An aide to Leahy told CNET News.com afterward that there was no longer a quorum, meaning not enough senators were present to make a committee vote official.
Sen. Russ Feingold, a Wisconsin Democrat, had proposed an amendment that would have deleted the liability shield, but it failed by a 12-7 vote, according to a Leahy aide. Leahy was part of the minority that supported the amendment.
Feingold said through a spokesman that he plans to offer his amendment again when the bill goes to the Senate floor. Sen. Christopher Dodd, a Connecticut Democrat and 2008 presidential hopeful, has vowed to prevent the bill from going to a vote, as long as it cloaks corporations with legal protections.
The immunity shield overrides every other law, including state laws, criminal laws and privacy laws. It says lawsuits against companies in the past and future must be "promptly" dismissed, as long as the attorney general certifies that the cooperation was authorized. Any company that has "access" to "electronic communications" that are stored or in transit would be covered.
That definition sweeps in not only the telecommunications providers, such as Verizon and AT&T, that have already been subjected to lawsuits, but myriad other Web companies as well.

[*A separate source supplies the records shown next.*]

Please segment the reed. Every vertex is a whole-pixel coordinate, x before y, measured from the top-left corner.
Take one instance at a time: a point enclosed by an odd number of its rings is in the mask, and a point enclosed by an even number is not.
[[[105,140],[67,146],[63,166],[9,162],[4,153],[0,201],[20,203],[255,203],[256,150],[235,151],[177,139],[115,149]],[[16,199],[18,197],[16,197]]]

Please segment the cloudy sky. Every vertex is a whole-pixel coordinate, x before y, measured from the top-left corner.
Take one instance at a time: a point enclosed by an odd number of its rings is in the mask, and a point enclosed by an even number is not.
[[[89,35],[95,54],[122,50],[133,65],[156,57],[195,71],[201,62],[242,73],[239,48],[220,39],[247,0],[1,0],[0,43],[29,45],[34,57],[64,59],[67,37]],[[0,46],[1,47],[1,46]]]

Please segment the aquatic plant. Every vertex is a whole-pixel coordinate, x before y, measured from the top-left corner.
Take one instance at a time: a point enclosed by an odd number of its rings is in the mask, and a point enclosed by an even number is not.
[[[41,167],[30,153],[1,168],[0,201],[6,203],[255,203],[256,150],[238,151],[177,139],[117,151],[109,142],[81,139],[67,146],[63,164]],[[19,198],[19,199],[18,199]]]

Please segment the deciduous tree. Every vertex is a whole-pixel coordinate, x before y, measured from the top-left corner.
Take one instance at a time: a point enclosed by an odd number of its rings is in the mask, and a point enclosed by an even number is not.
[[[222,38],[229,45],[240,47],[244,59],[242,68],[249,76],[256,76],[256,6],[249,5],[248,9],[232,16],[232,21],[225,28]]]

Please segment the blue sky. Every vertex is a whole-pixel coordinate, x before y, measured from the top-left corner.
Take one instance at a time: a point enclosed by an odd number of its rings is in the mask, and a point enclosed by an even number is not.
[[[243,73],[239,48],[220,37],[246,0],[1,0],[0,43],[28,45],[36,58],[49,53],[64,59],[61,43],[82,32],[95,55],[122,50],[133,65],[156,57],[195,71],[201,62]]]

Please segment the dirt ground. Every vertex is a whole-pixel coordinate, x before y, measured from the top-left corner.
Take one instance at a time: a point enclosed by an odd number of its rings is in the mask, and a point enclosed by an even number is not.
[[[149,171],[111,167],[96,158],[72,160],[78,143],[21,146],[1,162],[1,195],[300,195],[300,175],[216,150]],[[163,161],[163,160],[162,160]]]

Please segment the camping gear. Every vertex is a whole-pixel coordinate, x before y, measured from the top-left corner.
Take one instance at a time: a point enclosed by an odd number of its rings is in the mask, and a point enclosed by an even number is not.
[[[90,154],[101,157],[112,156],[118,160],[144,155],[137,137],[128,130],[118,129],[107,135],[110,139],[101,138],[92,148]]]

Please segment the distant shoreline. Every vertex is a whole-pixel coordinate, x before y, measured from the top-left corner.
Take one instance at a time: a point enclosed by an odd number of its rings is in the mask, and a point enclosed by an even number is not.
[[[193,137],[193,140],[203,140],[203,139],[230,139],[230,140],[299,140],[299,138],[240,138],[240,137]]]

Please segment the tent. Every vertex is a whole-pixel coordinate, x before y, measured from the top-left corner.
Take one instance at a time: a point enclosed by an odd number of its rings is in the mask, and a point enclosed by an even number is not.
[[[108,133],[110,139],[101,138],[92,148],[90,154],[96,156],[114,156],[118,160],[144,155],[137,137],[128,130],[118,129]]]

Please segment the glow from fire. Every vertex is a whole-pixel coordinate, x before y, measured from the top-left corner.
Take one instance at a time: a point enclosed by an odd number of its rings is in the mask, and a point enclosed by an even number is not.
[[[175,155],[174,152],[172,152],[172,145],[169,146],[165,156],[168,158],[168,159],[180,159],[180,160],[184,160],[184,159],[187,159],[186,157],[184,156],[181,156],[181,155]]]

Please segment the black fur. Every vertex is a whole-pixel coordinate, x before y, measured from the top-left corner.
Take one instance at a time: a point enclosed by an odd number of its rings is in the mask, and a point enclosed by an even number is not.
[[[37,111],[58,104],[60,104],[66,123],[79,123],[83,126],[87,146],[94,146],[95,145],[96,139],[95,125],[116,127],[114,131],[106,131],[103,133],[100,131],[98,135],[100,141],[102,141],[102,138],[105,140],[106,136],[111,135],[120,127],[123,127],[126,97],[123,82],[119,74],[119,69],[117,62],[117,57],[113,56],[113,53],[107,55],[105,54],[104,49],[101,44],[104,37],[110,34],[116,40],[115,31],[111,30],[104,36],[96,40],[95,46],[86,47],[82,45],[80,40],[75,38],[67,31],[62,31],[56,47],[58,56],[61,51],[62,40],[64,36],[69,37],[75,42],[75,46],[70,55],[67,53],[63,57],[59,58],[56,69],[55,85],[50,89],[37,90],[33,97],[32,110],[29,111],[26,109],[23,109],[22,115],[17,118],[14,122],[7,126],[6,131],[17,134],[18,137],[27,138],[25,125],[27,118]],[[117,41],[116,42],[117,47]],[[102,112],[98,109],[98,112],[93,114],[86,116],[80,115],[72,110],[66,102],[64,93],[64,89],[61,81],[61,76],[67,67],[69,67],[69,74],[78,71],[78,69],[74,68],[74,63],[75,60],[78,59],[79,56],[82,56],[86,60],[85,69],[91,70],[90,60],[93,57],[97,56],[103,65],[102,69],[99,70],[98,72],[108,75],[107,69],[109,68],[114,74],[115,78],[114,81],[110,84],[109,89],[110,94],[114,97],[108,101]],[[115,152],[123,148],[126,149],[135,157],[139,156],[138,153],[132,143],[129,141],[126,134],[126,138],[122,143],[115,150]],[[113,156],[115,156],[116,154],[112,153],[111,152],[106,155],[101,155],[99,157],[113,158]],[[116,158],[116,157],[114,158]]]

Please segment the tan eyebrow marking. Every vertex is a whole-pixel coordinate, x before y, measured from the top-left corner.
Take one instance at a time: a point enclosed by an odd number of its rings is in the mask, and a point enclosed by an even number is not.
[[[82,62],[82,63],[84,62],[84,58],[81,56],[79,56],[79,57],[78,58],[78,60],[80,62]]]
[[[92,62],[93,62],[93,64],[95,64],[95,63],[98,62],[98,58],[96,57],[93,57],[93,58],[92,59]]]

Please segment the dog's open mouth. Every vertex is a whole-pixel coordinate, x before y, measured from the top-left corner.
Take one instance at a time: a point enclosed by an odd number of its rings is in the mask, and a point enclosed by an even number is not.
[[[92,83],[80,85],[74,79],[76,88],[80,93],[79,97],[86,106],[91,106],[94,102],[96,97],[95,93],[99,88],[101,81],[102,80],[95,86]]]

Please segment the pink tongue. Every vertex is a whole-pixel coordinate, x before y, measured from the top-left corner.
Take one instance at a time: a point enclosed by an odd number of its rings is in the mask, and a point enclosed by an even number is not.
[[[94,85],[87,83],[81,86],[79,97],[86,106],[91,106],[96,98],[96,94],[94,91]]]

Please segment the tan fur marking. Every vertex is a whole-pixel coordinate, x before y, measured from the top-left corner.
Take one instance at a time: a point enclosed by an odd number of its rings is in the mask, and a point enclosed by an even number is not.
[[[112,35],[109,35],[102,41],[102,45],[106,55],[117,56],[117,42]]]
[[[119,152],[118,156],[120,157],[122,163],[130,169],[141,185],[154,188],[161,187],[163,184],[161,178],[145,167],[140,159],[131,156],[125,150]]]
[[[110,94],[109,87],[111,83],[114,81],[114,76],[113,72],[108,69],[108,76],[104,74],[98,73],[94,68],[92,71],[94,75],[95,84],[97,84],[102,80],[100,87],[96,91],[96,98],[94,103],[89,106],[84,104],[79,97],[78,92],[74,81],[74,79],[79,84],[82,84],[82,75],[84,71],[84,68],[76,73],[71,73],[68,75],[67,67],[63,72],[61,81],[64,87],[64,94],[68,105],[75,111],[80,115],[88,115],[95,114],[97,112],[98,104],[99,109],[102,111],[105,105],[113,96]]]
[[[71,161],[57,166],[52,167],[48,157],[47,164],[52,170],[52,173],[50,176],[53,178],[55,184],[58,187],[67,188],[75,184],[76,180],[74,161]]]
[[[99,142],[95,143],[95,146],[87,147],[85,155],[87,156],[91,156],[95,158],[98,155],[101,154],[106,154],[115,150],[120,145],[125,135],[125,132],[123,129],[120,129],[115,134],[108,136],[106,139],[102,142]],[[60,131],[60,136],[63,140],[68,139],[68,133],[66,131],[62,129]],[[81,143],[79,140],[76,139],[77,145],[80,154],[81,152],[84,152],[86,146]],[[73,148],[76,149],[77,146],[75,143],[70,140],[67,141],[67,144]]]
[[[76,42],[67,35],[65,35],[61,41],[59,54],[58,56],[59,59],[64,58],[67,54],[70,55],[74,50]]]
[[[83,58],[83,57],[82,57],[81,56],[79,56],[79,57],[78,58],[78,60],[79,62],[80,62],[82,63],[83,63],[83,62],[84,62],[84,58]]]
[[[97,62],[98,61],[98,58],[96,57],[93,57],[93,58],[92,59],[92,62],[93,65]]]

Much less is known, however, about how much cooperation might take place with e-mail and instant-messaging providers.
Some companies, including Yahoo and Google, refused to comment in a survey conducted by News.com last year that asked: "Have you turned over information or opened up your networks to the NSA without being compelled by law?" Others, like Comcast and BellSouth, did reply in the negative.
At the beginning of Thursday's meeting, which lasted most of the day, Sen. Arlen Specter, the Pennsylvania Republican who serves as committee co-chairman, said he intended to offer an amendment to the bill that would allow a process called "substitution" to occur in the lawsuits. That would mean government lawyers would take the place of the telephone company or other parties being sued in any lawsuits that are brought.
Specter said he acknowledged "the good citizenship of the telecommunications companies for whatever it is they have done...we still don't know all of what that is. But I do not believe it is appropriate on the facts of this matter to grant retroactive immunity because of what has occurred here."
It's a variation on another idea he had pitched of granting "indemnity" to the companies. That would have meant the companies could still be sued, but the government--or in other words, taxpayers--would foot the bill for any damages awarded by the court.